Back to the screens. Mercedes includes as standard augmented reality navigation, updated to clearly transpose arrows and other graphics atop a forward-facing camera view to quite literally guide you to destinations. As an optional feature you can also have this system installed in the head-up display. The overall effect is charming and helpful, though it takes some practice making on-the-fly decisions in unfamiliar areas. As for the Hyperscreen specifically, the center display is dramatically larger than the standard touchscreen and presents a world of information to the driver. Without question, it's impressive — but at what point is there too much? It can be difficult to train your eye to find the info you want, having to wade through all the info you see. We also criticize Tesla for hiding nearly all vehicle functions in the screen, and while the EQS SUV does have some physical buttons and you can adjust the mirrors and air vents without digging into MBUX, the sheer amount of adjustability within the screen is dizzying. But again, there's no denying the Hyperscreen's flair. Passengers can research locations and toss directions to the center display, adjust any number of vehicle functions, or research detailed electric energy infographics in real time. It's remarkable. It's also overwhelming.

How is the EQS SUV's storage?

If optioned with the third row of seats, you can squeeze a mere 7 cubic feet in the cargo area, but Mercedes says that's still enough for four golf bags and we're inclined to believe that estimate. With the third row stowed, there's up to 28 cubic feet behind the second row. And at its maximum with those seats folded flat, capacity jumps to 71 cubic feet. (Without the third row, the metrics are 31 cubic feet and 74 cubic feet, respectively.) Unlike many other EVs, there's no front trunk (frunk) under the hood.

In the passenger compartment, there are plenty of moderately sized pockets, bins and cupholders for your personal effects. There's also a wireless charging pad for your phone and a large tray under the center console that can accept larger items.
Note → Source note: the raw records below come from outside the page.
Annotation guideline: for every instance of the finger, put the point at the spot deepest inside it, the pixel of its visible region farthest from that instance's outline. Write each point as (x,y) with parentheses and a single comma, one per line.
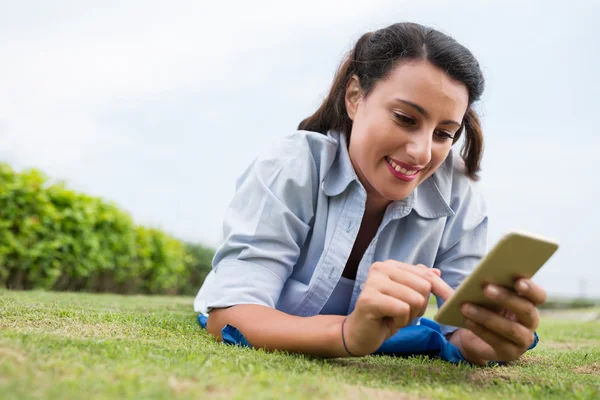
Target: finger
(416,301)
(530,290)
(410,279)
(383,305)
(438,286)
(524,309)
(509,330)
(499,350)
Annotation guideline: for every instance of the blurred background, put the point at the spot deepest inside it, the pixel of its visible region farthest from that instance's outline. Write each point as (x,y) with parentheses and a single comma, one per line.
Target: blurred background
(159,107)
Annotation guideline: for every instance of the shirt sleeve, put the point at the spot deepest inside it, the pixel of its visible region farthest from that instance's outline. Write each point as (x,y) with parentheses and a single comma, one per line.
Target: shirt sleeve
(464,242)
(265,227)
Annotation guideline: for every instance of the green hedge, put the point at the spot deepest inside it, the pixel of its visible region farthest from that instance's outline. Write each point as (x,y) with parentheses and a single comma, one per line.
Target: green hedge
(54,238)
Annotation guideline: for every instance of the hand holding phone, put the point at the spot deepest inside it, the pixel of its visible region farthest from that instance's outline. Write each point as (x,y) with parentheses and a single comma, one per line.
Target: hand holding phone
(516,255)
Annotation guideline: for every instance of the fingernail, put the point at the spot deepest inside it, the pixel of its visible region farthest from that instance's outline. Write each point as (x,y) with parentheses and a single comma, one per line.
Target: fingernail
(492,291)
(469,309)
(522,286)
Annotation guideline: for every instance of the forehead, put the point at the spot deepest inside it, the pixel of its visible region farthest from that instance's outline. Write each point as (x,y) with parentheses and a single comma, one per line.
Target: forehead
(425,84)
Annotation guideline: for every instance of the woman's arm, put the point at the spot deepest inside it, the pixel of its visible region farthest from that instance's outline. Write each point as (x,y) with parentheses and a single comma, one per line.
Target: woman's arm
(271,329)
(394,294)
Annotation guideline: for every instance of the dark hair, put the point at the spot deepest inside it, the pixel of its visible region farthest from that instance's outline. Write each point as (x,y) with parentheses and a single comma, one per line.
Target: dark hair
(374,56)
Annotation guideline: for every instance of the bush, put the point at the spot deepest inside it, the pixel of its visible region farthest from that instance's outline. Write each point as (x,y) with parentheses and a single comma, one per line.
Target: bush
(54,238)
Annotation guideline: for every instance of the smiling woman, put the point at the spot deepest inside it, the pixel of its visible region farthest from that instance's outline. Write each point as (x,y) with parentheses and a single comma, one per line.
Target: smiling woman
(338,234)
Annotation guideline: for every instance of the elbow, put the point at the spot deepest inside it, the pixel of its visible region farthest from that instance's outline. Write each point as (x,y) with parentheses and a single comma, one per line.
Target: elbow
(217,319)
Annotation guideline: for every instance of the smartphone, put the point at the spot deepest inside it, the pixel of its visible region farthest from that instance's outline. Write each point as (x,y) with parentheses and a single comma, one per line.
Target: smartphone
(516,255)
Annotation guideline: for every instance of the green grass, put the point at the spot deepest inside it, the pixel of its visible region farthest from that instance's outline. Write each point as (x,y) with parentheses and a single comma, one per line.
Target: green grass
(65,345)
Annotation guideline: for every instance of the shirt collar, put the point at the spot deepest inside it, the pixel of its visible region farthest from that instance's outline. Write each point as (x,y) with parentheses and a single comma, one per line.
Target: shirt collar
(341,173)
(427,199)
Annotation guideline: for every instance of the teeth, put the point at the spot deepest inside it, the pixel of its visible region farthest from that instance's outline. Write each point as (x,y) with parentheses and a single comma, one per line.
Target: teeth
(400,169)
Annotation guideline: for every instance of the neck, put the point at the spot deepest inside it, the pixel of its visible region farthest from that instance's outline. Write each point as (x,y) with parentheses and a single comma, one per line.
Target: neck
(376,206)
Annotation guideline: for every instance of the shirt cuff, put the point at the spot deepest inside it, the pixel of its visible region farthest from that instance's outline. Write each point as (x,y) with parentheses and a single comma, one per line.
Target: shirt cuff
(241,282)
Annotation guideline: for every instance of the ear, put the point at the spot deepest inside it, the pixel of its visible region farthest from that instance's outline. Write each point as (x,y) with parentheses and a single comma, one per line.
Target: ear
(353,96)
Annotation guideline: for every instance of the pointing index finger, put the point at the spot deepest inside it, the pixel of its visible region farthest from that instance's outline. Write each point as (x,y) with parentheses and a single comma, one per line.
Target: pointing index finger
(440,288)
Can the EQS SUV go off-road?

2023 Mercedes-Benz EQS SUV

By no means is this a dedicated rock-crawler. Even in its highest suspension setting, the EQS SUV maxes out at less than 9 inches of ground clearance — a meager amount by modern standards. We ran the SUV along a muddy course organized by Mercedes, and while it handled some impressive obstacles, our main takeaway is a suite of eye-popping tech features. First, the EQS SUV automatically activates an overhead-view camera and projects an image onto the screen that "sees through" the hood to give you a clear view of rocks and pits in the trail. Pick up speed? That switches the camera into a forward-facing view with live angles and measurements on screen. The second feature is the aforementioned rear-wheel steering, able to turn the back wheels up to 10 degrees in either direction. At highway speed the front and rear wheels turn in sync for increased stability, and in low speeds (like off-road) wheels turn opposite to make the EQS SUV unbelievably maneuverable for a vehicle its size. We pulled hairpin turns that seemed awfully treacherous, and had room to spare. Does this mean you should head for the mountains in your $130,000 EV? No. But it does have us wondering when an EQ G-Class will arrive.

How economical is the EQS SUV?

On a 105-mile test drive on mountain roads and highways, we observed energy consumption of 31.6 kWh per 100 miles in an EQS SUV 580, according to the vehicle's digital readout. If accurate, that would be remarkably low consumption for an EV of this size, but we'll reserve judgment until we can take it on Edmunds' real-world EV evaluation loop.

Edmunds says

Yes, it's electric. But more importantly, the EQS SUV is a worthy Mercedes-Benz. The high price tag will understandably give some buyers pause, and there are obvious ways it can be improved for a future billionaire-special Maybach model. Still, the EQS SUV makes a bold debut in what will soon be a crowded segment with Tesla, BMW and others vying for your attention.